Another vote for riding it without cranks. When I was a kid and had no special tools this was standard procedure. Just don’t go far from home.
 
What I did is similar to LGFs additional crank method.

This was on a bike belonging to the husband of a friend of my wife.
It was a Giant Trance X3, 2008 I think, the extractor threads on NDS crank had stripped so crank arm was looking like getting destroyed to remove it to replace knackered BB. So when I saw him at the weekend he asked me what could be done to fix his bike, idiot that I am I said "I'll get it off nae bother". Tried a method that had worked on an old Shimano crank, a ball joint splitter, wouldn't fit due to BB having spacer for arm to hold against. So tried a bearing puller that locks the pulling arms in place but due to steel puller and aluminium crank the puller was just sliding and scratching crank. .
Then I had a bright idea of somehow bolting/fixing another crank arm that had good extractor threads in parallel onto stripped one. Removed pedal then bolted the 2 crank arms together with a spacer between pedal threads so that BB ends of cranks were in line and square to each other. Rummaged in shed and found a 2" diameter exhaust clamp, fitted this with the u-bolt part around the back of stuck crank with a big socket in hollow in the back of crank to prevent damage from the u-bolt, the other part of clamp, the pressed steel bit, just clamped up against the "extractor" crank. Tightened it all up, it wasn't moving. Had to cut down a longer bolt to about 40mm to fit inside the bolt threads on BB so that the extractor could reach being too far out from the BB axle.

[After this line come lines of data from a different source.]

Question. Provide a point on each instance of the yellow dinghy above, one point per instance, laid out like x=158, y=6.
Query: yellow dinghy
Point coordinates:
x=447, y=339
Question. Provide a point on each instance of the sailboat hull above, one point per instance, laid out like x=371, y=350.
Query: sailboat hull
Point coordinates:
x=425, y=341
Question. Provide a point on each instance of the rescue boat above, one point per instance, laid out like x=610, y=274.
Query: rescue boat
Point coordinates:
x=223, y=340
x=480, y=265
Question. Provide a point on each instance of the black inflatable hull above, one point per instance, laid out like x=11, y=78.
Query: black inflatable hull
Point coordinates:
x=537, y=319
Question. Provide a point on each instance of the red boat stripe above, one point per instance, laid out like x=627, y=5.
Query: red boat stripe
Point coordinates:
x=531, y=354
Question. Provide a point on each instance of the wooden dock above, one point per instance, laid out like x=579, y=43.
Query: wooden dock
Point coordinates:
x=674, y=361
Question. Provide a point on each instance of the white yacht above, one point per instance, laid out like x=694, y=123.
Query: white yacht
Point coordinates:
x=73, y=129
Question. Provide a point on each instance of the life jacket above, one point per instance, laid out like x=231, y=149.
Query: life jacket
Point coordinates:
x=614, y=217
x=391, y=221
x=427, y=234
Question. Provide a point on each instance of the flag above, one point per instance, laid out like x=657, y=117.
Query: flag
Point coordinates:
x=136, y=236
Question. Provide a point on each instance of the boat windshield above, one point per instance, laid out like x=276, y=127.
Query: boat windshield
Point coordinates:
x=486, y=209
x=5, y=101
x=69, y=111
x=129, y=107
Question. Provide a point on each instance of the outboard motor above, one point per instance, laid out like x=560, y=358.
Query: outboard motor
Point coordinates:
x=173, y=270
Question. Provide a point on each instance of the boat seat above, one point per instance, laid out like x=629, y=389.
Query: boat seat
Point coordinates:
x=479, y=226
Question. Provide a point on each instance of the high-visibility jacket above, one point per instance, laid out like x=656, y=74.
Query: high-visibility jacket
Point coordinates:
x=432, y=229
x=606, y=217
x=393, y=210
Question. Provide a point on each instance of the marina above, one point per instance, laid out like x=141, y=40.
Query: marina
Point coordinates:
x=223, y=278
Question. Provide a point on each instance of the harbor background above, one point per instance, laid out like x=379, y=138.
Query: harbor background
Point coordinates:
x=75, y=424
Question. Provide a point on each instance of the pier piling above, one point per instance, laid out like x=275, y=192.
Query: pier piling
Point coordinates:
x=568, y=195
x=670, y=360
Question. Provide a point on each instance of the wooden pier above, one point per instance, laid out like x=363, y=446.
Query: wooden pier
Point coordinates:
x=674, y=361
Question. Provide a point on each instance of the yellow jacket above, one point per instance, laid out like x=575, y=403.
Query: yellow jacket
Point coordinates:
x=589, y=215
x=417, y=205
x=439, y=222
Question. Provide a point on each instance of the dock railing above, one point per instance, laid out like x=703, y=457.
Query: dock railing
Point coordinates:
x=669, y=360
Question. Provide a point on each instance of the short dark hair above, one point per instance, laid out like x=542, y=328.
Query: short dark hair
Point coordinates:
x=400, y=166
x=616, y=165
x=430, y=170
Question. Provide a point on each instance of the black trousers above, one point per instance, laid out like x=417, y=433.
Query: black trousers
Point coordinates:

So the moment of truth arrived, tightened extractor and the 2 cranks were no longer tight together, did the clamp nuts up tighter but then noticed that the cut down bolt in BB had crumpled with pressure. Replaced it with slightly thicker bolt which didn't bend as much, gave the crank arm a bit of a tap with tool number 1 and off it came. Apart from scratches which are merely cosmetic and a wee dent from big hammer the crank is OK and can go back on with new BB.

For future use I'll find a proper high tensile steel bolt that will thread into BB axle to sort the bending of the spacer bolt made of cheese I had to hand.